Functions of proteins (9) but prob 7 is enough
- Hemoglobin
- Actin and myosin
- Tubulin
- Membrane proteins (adhesion)
- glycoproteins
- digestive enzymes
- fibrinogen
- collagen
- Histones
Collagen - function and structure
insoluble, fibrous protein
Structural support, elasticity to connective tissue, along with elastin
Found in extracellular matrix
Zwitter ions?
Ionized carboxyl and amino groups.
Fibrous protein v globular protein
insoluble v soluble
long and narrow v rounded
Structural/support, functional/metabolic
Collagen v hemoglobin
More sensitive to changes in pH/temp, less sensitive
Enzyme - definition
Globular protein
Biological catalyst
Speed up rate of organic rxn
lower activation energy
Not consumed by rxn
Lock and key vs induced fit
L/K:
Enzyme active site is specific to shape of substrate
Active site is rigid, inflexible
Only substrates with exact, complementary shape can bind.
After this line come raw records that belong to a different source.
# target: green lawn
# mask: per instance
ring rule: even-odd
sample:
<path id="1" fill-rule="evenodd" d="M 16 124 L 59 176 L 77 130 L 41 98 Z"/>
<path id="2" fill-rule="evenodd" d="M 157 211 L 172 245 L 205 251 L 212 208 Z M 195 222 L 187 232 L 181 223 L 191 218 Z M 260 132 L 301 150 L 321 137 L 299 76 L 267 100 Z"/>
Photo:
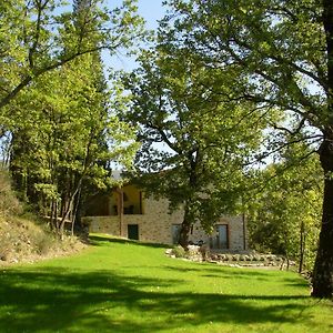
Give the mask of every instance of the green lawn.
<path id="1" fill-rule="evenodd" d="M 2 268 L 0 332 L 333 332 L 333 303 L 309 297 L 294 273 L 92 241 L 79 255 Z"/>

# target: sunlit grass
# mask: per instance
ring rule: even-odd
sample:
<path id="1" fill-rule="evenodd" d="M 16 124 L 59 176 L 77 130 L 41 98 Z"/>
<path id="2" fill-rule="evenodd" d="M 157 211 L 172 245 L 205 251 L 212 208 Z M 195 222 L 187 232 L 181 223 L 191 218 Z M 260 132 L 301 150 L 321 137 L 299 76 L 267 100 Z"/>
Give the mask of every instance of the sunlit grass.
<path id="1" fill-rule="evenodd" d="M 295 273 L 92 242 L 80 255 L 2 269 L 0 332 L 333 332 L 332 302 L 312 300 Z"/>

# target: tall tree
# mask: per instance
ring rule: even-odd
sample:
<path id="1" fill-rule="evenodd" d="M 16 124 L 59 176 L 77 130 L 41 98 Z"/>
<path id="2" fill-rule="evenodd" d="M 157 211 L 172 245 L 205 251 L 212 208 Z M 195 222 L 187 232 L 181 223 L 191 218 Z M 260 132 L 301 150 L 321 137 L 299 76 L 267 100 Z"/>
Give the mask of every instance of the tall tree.
<path id="1" fill-rule="evenodd" d="M 333 2 L 330 0 L 171 0 L 179 40 L 210 68 L 240 65 L 240 98 L 294 118 L 284 131 L 312 127 L 325 174 L 313 296 L 333 294 Z M 167 20 L 168 22 L 168 20 Z M 167 24 L 167 23 L 165 23 Z M 276 128 L 282 129 L 281 124 Z M 311 140 L 307 140 L 311 144 Z"/>
<path id="2" fill-rule="evenodd" d="M 114 54 L 142 38 L 142 20 L 135 14 L 134 1 L 124 1 L 114 10 L 101 8 L 100 0 L 82 3 L 90 8 L 90 16 L 78 18 L 75 11 L 65 11 L 62 0 L 1 3 L 1 117 L 8 115 L 4 107 L 43 73 L 98 50 Z"/>
<path id="3" fill-rule="evenodd" d="M 223 102 L 232 94 L 232 73 L 211 71 L 183 50 L 158 47 L 140 64 L 123 77 L 131 92 L 123 119 L 138 127 L 142 142 L 141 184 L 168 198 L 171 210 L 184 209 L 180 244 L 186 248 L 195 221 L 211 232 L 223 213 L 235 212 L 246 158 L 260 145 L 264 122 L 251 102 Z"/>
<path id="4" fill-rule="evenodd" d="M 319 157 L 300 143 L 256 173 L 256 193 L 246 198 L 251 248 L 296 261 L 300 273 L 313 270 L 323 184 Z"/>

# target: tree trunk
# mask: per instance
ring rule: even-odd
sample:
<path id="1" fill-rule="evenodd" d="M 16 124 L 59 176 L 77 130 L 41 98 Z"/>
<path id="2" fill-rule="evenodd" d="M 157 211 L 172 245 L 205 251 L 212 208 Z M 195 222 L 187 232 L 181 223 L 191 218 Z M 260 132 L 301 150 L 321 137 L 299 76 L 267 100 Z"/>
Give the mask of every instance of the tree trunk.
<path id="1" fill-rule="evenodd" d="M 181 225 L 181 231 L 180 231 L 180 235 L 179 235 L 179 244 L 184 248 L 185 250 L 188 250 L 188 245 L 189 245 L 189 235 L 190 235 L 190 231 L 191 231 L 191 226 L 193 224 L 193 219 L 191 218 L 190 214 L 190 210 L 188 204 L 185 205 L 185 212 L 184 212 L 184 219 L 183 219 L 183 223 Z"/>
<path id="2" fill-rule="evenodd" d="M 324 170 L 324 198 L 322 228 L 313 271 L 314 297 L 333 296 L 333 2 L 323 0 L 322 14 L 326 36 L 327 53 L 327 124 L 320 148 L 321 165 Z"/>
<path id="3" fill-rule="evenodd" d="M 300 232 L 300 263 L 299 263 L 299 273 L 301 274 L 304 265 L 304 253 L 305 253 L 305 225 L 304 220 L 301 222 L 301 232 Z"/>
<path id="4" fill-rule="evenodd" d="M 333 135 L 332 135 L 333 137 Z M 333 138 L 332 138 L 333 139 Z M 322 228 L 319 240 L 314 271 L 314 297 L 333 295 L 333 140 L 325 139 L 320 149 L 321 165 L 324 170 L 324 198 Z"/>

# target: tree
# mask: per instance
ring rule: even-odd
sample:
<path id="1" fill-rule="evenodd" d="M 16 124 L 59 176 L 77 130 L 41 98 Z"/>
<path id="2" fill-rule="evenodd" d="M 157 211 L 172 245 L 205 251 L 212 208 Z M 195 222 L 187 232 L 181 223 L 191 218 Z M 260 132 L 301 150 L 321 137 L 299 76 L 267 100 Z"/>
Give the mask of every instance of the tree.
<path id="1" fill-rule="evenodd" d="M 317 155 L 301 143 L 287 147 L 258 173 L 256 195 L 251 191 L 246 200 L 251 248 L 297 261 L 300 273 L 313 270 L 323 181 Z"/>
<path id="2" fill-rule="evenodd" d="M 17 101 L 17 112 L 28 109 L 29 117 L 13 132 L 11 170 L 60 235 L 74 219 L 83 183 L 111 186 L 111 161 L 129 164 L 135 149 L 132 130 L 112 115 L 93 80 L 93 59 L 44 74 Z"/>
<path id="3" fill-rule="evenodd" d="M 100 51 L 114 53 L 142 34 L 129 1 L 107 11 L 100 1 L 78 0 L 72 13 L 53 14 L 61 6 L 20 1 L 0 18 L 8 23 L 1 32 L 13 17 L 21 24 L 0 57 L 2 130 L 13 138 L 10 168 L 23 196 L 50 213 L 60 234 L 75 216 L 82 184 L 105 186 L 111 160 L 132 155 L 132 131 L 110 113 Z"/>
<path id="4" fill-rule="evenodd" d="M 165 20 L 183 46 L 210 68 L 240 65 L 248 84 L 239 98 L 280 108 L 320 138 L 324 171 L 322 226 L 313 272 L 313 296 L 333 294 L 333 3 L 330 0 L 169 1 Z M 165 41 L 168 42 L 168 41 Z M 279 142 L 278 142 L 279 143 Z M 281 143 L 281 142 L 280 142 Z M 283 143 L 284 144 L 284 143 Z"/>
<path id="5" fill-rule="evenodd" d="M 122 118 L 138 127 L 140 184 L 168 198 L 171 210 L 184 209 L 179 242 L 186 249 L 195 221 L 211 232 L 222 213 L 240 206 L 245 158 L 260 145 L 265 123 L 251 102 L 225 105 L 223 94 L 214 93 L 212 85 L 232 93 L 230 72 L 216 73 L 183 50 L 160 46 L 139 61 L 122 78 L 130 91 Z"/>
<path id="6" fill-rule="evenodd" d="M 99 0 L 84 3 L 91 13 L 79 18 L 75 11 L 67 12 L 61 0 L 9 0 L 0 4 L 2 118 L 4 107 L 46 72 L 102 49 L 114 54 L 143 37 L 134 1 L 125 0 L 114 10 L 101 8 Z M 92 23 L 94 29 L 90 29 Z"/>

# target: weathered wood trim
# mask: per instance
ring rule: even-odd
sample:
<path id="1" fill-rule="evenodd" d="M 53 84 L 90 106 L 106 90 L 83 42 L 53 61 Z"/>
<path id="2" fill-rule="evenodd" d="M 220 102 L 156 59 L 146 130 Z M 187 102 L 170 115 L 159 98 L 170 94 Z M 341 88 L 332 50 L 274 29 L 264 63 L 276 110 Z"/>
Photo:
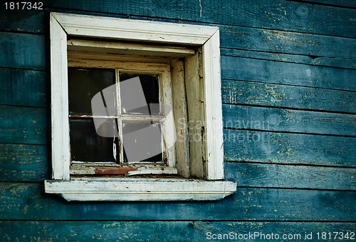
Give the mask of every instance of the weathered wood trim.
<path id="1" fill-rule="evenodd" d="M 68 35 L 201 45 L 217 27 L 52 13 Z M 105 26 L 105 27 L 104 27 Z"/>
<path id="2" fill-rule="evenodd" d="M 11 221 L 355 222 L 356 216 L 355 191 L 239 188 L 235 194 L 219 202 L 66 203 L 43 190 L 43 184 L 40 183 L 0 183 L 0 218 Z"/>
<path id="3" fill-rule="evenodd" d="M 200 48 L 200 51 L 197 52 L 194 56 L 192 56 L 193 54 L 192 50 L 187 49 L 178 50 L 179 55 L 184 54 L 184 56 L 186 57 L 186 62 L 189 62 L 189 61 L 191 60 L 191 64 L 193 64 L 194 67 L 189 66 L 189 65 L 186 64 L 185 68 L 185 81 L 191 84 L 187 85 L 186 90 L 188 90 L 189 87 L 192 87 L 192 85 L 193 85 L 192 86 L 197 87 L 195 91 L 197 92 L 194 92 L 191 89 L 189 91 L 189 95 L 188 95 L 191 96 L 191 99 L 195 104 L 194 106 L 190 106 L 191 110 L 189 111 L 190 114 L 189 114 L 191 115 L 195 113 L 197 115 L 193 119 L 195 121 L 200 122 L 201 125 L 201 128 L 198 131 L 198 134 L 200 136 L 200 140 L 196 143 L 196 150 L 193 152 L 194 157 L 192 156 L 190 157 L 191 167 L 189 172 L 194 177 L 198 177 L 199 178 L 204 178 L 207 180 L 221 180 L 224 178 L 219 28 L 201 26 L 194 26 L 192 25 L 159 23 L 147 21 L 132 21 L 129 19 L 118 19 L 115 18 L 58 13 L 51 13 L 51 23 L 54 23 L 51 24 L 53 26 L 51 27 L 51 36 L 52 48 L 51 53 L 53 52 L 51 56 L 51 68 L 53 71 L 52 72 L 53 73 L 51 76 L 52 82 L 53 82 L 52 93 L 53 92 L 53 90 L 58 90 L 56 94 L 52 94 L 52 99 L 53 100 L 53 102 L 55 104 L 54 106 L 52 106 L 52 116 L 54 116 L 58 110 L 64 111 L 61 111 L 61 114 L 58 114 L 59 116 L 66 116 L 66 118 L 62 117 L 62 119 L 56 119 L 56 121 L 60 120 L 62 123 L 64 123 L 65 125 L 58 128 L 58 130 L 55 130 L 53 128 L 52 129 L 53 132 L 60 131 L 60 133 L 61 134 L 61 136 L 56 136 L 56 134 L 53 135 L 53 136 L 56 138 L 55 138 L 55 140 L 61 143 L 61 148 L 57 151 L 60 151 L 60 152 L 63 152 L 64 151 L 66 151 L 63 154 L 63 156 L 65 156 L 65 160 L 63 160 L 63 161 L 61 162 L 58 158 L 53 160 L 53 171 L 53 171 L 54 179 L 69 179 L 69 148 L 66 148 L 66 147 L 64 147 L 66 145 L 69 146 L 69 129 L 68 128 L 68 111 L 66 72 L 67 65 L 70 66 L 98 68 L 108 68 L 110 66 L 111 68 L 117 69 L 119 71 L 121 69 L 123 69 L 135 71 L 137 71 L 141 73 L 157 73 L 161 75 L 160 79 L 163 80 L 161 81 L 162 83 L 160 84 L 161 86 L 162 86 L 162 89 L 160 91 L 161 101 L 162 104 L 167 104 L 170 107 L 173 106 L 173 98 L 171 88 L 172 81 L 169 81 L 169 83 L 166 82 L 167 80 L 170 79 L 169 69 L 168 69 L 167 71 L 167 66 L 169 66 L 168 65 L 146 64 L 145 66 L 145 69 L 142 71 L 143 66 L 138 64 L 137 62 L 126 62 L 124 64 L 119 64 L 117 61 L 105 60 L 98 62 L 96 60 L 78 59 L 78 56 L 75 56 L 75 53 L 73 53 L 71 57 L 73 57 L 73 59 L 70 59 L 68 60 L 69 63 L 67 64 L 67 44 L 69 44 L 70 49 L 71 48 L 70 45 L 73 44 L 77 46 L 80 46 L 80 48 L 88 49 L 89 51 L 92 52 L 93 51 L 98 51 L 100 52 L 103 51 L 103 49 L 100 47 L 98 48 L 98 43 L 93 43 L 90 41 L 76 41 L 75 43 L 69 41 L 68 43 L 67 42 L 66 34 L 72 36 L 87 36 L 101 39 L 106 38 L 110 39 L 121 39 L 136 41 L 145 41 L 146 44 L 147 42 L 151 41 L 156 44 L 174 43 L 175 44 L 192 44 L 201 47 Z M 56 46 L 53 45 L 52 42 L 56 43 Z M 55 47 L 58 46 L 61 48 L 57 47 L 59 49 L 59 51 L 58 51 L 56 49 L 53 49 L 55 47 L 53 47 L 52 46 Z M 135 46 L 132 47 L 132 51 L 135 52 L 141 49 L 143 51 L 152 52 L 157 49 L 157 47 L 152 47 L 153 49 L 151 47 L 145 49 L 144 47 L 145 46 Z M 120 52 L 122 51 L 122 49 L 125 49 L 125 46 L 120 46 L 117 44 L 112 45 L 110 44 L 108 46 L 104 44 L 103 48 L 107 48 L 107 51 L 108 49 L 113 49 L 114 51 L 117 51 L 119 49 Z M 131 55 L 137 54 L 136 52 L 132 54 L 130 51 L 129 50 L 129 54 Z M 163 46 L 163 48 L 160 49 L 160 51 L 163 52 L 166 56 L 168 56 L 170 58 L 177 56 L 177 50 L 172 50 L 172 48 Z M 56 54 L 58 56 L 57 56 Z M 53 59 L 55 60 L 53 60 Z M 57 62 L 56 62 L 56 60 L 58 60 Z M 56 68 L 58 68 L 58 66 L 61 66 L 61 68 L 58 69 L 58 70 L 61 71 L 59 73 L 56 72 Z M 159 70 L 158 71 L 157 69 Z M 189 75 L 194 77 L 192 80 L 187 79 Z M 58 79 L 59 81 L 57 81 L 57 79 Z M 58 84 L 58 82 L 61 84 Z M 63 96 L 61 96 L 61 94 L 63 94 Z M 60 103 L 59 97 L 65 100 Z M 57 101 L 57 102 L 56 102 L 56 101 Z M 187 98 L 187 101 L 189 103 L 189 99 Z M 188 104 L 188 106 L 189 105 Z M 53 109 L 53 108 L 57 109 Z M 165 122 L 169 121 L 168 118 L 166 119 Z M 174 121 L 172 120 L 171 120 L 171 126 L 173 126 Z M 164 123 L 162 125 L 163 138 L 165 140 L 164 143 L 167 146 L 167 144 L 169 143 L 167 139 L 171 137 L 169 135 L 170 132 L 166 128 L 167 127 L 164 124 L 167 123 Z M 55 123 L 54 126 L 56 127 L 58 126 L 58 125 L 59 123 Z M 58 138 L 57 138 L 57 136 L 58 136 Z M 174 138 L 175 141 L 175 137 L 174 137 Z M 173 141 L 173 142 L 174 141 Z M 55 145 L 53 144 L 52 146 L 53 148 L 53 152 L 54 152 Z M 191 148 L 192 146 L 191 143 Z M 184 147 L 187 148 L 187 146 Z M 168 163 L 171 167 L 175 167 L 175 149 L 174 147 L 166 148 L 167 149 L 166 153 L 168 156 Z M 190 148 L 190 151 L 192 151 L 192 148 Z M 60 153 L 54 154 L 60 157 Z M 192 158 L 192 157 L 194 158 Z M 185 163 L 187 163 L 187 161 L 186 161 Z M 183 164 L 182 166 L 184 166 L 184 165 Z M 180 168 L 182 168 L 182 166 Z M 173 171 L 171 171 L 173 172 L 173 173 L 176 173 L 176 171 L 177 170 L 173 169 Z M 58 175 L 57 173 L 61 171 L 61 173 Z M 122 172 L 122 171 L 119 171 L 120 173 Z M 124 171 L 126 172 L 126 171 Z M 146 173 L 147 171 L 143 170 L 138 171 L 127 171 L 127 173 L 130 175 L 130 173 L 131 173 L 132 175 L 136 175 L 138 173 Z M 187 169 L 184 171 L 184 173 L 187 175 Z M 174 181 L 174 180 L 169 181 Z M 163 182 L 162 181 L 160 181 Z M 58 181 L 56 182 L 58 182 Z M 234 189 L 230 188 L 231 191 L 233 192 L 236 191 L 236 183 L 234 182 L 216 181 L 216 183 L 206 183 L 205 182 L 200 181 L 199 184 L 203 183 L 202 184 L 205 185 L 202 186 L 199 186 L 199 188 L 197 190 L 194 190 L 195 188 L 193 187 L 192 189 L 189 188 L 182 192 L 179 191 L 181 191 L 181 188 L 179 188 L 182 183 L 177 183 L 177 184 L 174 183 L 174 186 L 170 186 L 172 183 L 169 183 L 169 188 L 168 189 L 168 191 L 170 195 L 168 196 L 163 196 L 163 198 L 161 198 L 159 194 L 162 195 L 163 193 L 162 193 L 162 191 L 159 190 L 159 186 L 162 183 L 155 182 L 151 184 L 153 186 L 152 187 L 154 189 L 159 189 L 156 196 L 152 195 L 153 193 L 152 192 L 150 193 L 150 196 L 145 196 L 135 191 L 135 186 L 137 186 L 137 188 L 139 188 L 140 184 L 135 183 L 135 180 L 127 179 L 125 182 L 131 183 L 131 186 L 133 187 L 132 190 L 130 189 L 130 191 L 127 191 L 127 189 L 118 191 L 120 192 L 123 192 L 123 193 L 125 193 L 126 192 L 126 195 L 125 196 L 122 195 L 122 193 L 117 197 L 117 194 L 115 193 L 112 193 L 110 192 L 110 191 L 108 196 L 100 196 L 100 191 L 101 189 L 105 188 L 105 186 L 108 186 L 108 183 L 107 182 L 98 182 L 98 184 L 100 185 L 98 188 L 92 188 L 90 186 L 92 186 L 93 183 L 86 184 L 85 186 L 87 186 L 87 188 L 89 189 L 88 192 L 85 195 L 78 196 L 78 194 L 80 193 L 80 191 L 83 188 L 82 186 L 84 185 L 80 183 L 78 183 L 70 181 L 68 181 L 68 183 L 71 184 L 70 186 L 71 186 L 73 188 L 76 188 L 77 189 L 75 196 L 76 198 L 72 198 L 70 194 L 64 196 L 66 196 L 68 200 L 77 199 L 83 201 L 117 199 L 126 201 L 216 200 L 221 199 L 229 193 L 225 193 L 224 187 L 217 186 L 216 187 L 217 189 L 216 191 L 214 190 L 215 188 L 213 189 L 214 191 L 211 191 L 211 188 L 213 187 L 205 185 L 210 184 L 211 186 L 211 184 L 230 184 L 230 186 L 233 185 L 233 186 L 234 186 Z M 52 183 L 51 181 L 45 181 L 45 184 L 48 188 L 48 186 L 49 186 L 48 184 Z M 57 183 L 55 183 L 55 184 Z M 193 183 L 188 183 L 187 184 L 191 186 Z M 100 187 L 100 186 L 101 187 Z M 165 186 L 167 186 L 167 184 L 164 184 L 162 188 Z M 201 188 L 204 191 L 201 191 Z M 117 188 L 112 188 L 112 191 L 117 191 L 115 190 Z M 220 191 L 219 191 L 219 189 L 221 190 Z M 46 188 L 46 192 L 51 193 L 51 190 L 48 190 L 48 188 Z M 135 193 L 135 192 L 137 194 L 132 195 L 132 193 Z M 61 192 L 58 193 L 61 193 Z"/>
<path id="4" fill-rule="evenodd" d="M 45 191 L 67 201 L 219 200 L 231 194 L 231 181 L 177 179 L 46 181 Z"/>
<path id="5" fill-rule="evenodd" d="M 52 178 L 69 180 L 67 34 L 53 14 L 50 19 L 50 31 Z"/>
<path id="6" fill-rule="evenodd" d="M 224 179 L 223 124 L 220 76 L 219 32 L 202 48 L 205 104 L 206 164 L 208 180 Z"/>
<path id="7" fill-rule="evenodd" d="M 95 41 L 70 39 L 68 41 L 68 50 L 83 53 L 108 53 L 132 56 L 152 56 L 168 57 L 185 57 L 194 54 L 194 50 L 184 47 L 169 46 L 142 45 L 132 43 Z"/>
<path id="8" fill-rule="evenodd" d="M 178 173 L 184 178 L 190 176 L 189 140 L 187 119 L 187 96 L 184 81 L 184 62 L 178 59 L 171 61 L 172 111 L 177 133 L 176 163 Z"/>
Could not explain why some active sites can bind to multiple substrates
I/F:
- Active site is flexible and not necessarily complementary
- Binding induces change in conformation, better fit substrate
- Change in shape reduces Ea, facilitates bond breaking
Effect of temp on enzyme activity
Increase to optimum
- increase in ke
- increase in frequency of collisions, effective collisions
- increase rate of es complex formation
- increase rate of rxn
Optimum - highest rate of rxn
Past optimum
- Thermal agitation of enzymes
- H bond, ionic interaction, weak hydrophobic interactions which give 3d shape disrupted.
- 3D conformation enzyme and active site disrupted
- Enzyme denatured
Effect of pH on enzyme activity
Low/high ph:
Ionic charges of acidic and basic groups on side chains of amino acid residue are altered, resulting in the disruption of ionic and hydrogen bonds which allow for 3d shape of enzyme. 3d conformation of active site is lost, enzyme denatured.